3
for subtree3 in tree.subtrees():
  if subtree3.label() == 'CLAUSE':
    print(subtree3)
    print subtree3.leaves()

Using this code I able to extract the leaves of the tree. Which are: [('talking', 'VBG'), ('constantly', 'RB')] for a certain example. That is perfectly correct. Now I want this Tree elements to convert into string or in list for some further processing. How can I do that?

What I tried

for subtree3 in tree.subtrees():
  if subtree3.label() == 'CLAUSE':
    print(subtree3)
    print subtree3.leaves()
    fo.write(subtree3.leaves())
fo.close()

But it throws an error :

Traceback (most recent call last):
  File "C:\Python27\Association_verb_adverb.py", line 35, in <module>
    fo.write(subtree3.leaves())
TypeError: expected a character buffer object

I just want to store the leaves in a text file.

alvas
  • 115,346
  • 109
  • 446
  • 738
Salah
  • 177
  • 1
  • 11
  • What is your input and what do you want as your output? Can you give an example? Also there can be multiple layers in your top-most subtree so depending on what output you require the way you traverse the tree to print it out would be different – alvas Nov 24 '15 at 19:02

2 Answers2

4

It depends on your version of NLTK and Python. I think you're referencing the Tree class in the nltk.tree module. If so, read on.
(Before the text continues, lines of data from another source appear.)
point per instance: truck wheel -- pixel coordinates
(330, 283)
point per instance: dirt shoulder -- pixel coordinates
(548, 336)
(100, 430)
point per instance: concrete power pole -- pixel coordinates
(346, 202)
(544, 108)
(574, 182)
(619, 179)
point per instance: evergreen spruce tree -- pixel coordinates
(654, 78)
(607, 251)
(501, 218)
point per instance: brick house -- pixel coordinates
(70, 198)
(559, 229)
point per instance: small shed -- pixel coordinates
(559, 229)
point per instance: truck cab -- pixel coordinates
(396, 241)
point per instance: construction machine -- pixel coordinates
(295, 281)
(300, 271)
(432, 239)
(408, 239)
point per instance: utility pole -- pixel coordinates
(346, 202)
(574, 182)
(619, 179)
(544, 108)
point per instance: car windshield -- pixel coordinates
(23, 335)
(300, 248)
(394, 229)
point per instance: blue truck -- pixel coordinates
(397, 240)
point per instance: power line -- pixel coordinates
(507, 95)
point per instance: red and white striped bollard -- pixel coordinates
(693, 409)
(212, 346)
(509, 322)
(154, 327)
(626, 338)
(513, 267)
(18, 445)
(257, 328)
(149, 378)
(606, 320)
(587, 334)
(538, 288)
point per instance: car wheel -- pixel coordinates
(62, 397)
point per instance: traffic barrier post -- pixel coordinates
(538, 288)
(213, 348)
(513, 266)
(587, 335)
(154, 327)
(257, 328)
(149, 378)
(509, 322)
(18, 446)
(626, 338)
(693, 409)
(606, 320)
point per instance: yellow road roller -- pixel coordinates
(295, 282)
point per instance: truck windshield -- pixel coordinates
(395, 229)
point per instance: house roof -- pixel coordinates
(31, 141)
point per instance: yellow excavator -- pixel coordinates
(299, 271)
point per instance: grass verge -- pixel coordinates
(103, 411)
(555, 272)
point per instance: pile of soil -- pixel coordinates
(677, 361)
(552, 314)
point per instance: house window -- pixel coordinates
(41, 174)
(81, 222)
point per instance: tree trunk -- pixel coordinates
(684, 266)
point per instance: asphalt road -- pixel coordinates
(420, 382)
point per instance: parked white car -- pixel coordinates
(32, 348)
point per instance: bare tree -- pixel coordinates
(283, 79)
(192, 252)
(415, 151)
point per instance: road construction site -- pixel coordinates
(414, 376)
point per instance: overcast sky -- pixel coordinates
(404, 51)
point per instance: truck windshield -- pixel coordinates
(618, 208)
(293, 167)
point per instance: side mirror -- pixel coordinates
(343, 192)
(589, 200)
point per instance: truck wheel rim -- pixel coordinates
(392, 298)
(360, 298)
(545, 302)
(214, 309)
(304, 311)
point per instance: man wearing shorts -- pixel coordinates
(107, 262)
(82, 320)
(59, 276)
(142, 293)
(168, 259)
In your code, it's true that:

  1. subtree3.leaves() returns a "list of tuple" object and,
  2. fo is a Python File IO object, the fo.write only receives a str type as a parameters

you can simply print the tree leaves with fo.write(str(subtree3.leaves())), thus:

for subtree3 in tree.subtrees():
    if subtree3.label() == 'CLAUSE':
        print(subtree3)
        print subtree3.leaves()
        fo.write(str(subtree3.leaves()))
fo.flush()
fo.close()

and don't forget to flush() the buffer.

lguiel
  • 328
  • 7
  • 15
3

Possibly the question is more of trying to write a list of tuples to files instead of traversing the NLTK Tree object. See NLTK: How do I traverse a noun phrase to return list of strings? and Unpacking a list / tuple of pairs into two lists / tuples

To output a list of tuples of 2 strings, I find it useful to use this idiom:

fout = open('outputfile', 'w')

listoftuples = [('talking', 'VBG'), ('constantly', 'RB')]
words, tags = zip(*listoftuples)

fout.write(' '.join(words) + '\t' + ' '.join(tags) + '\n')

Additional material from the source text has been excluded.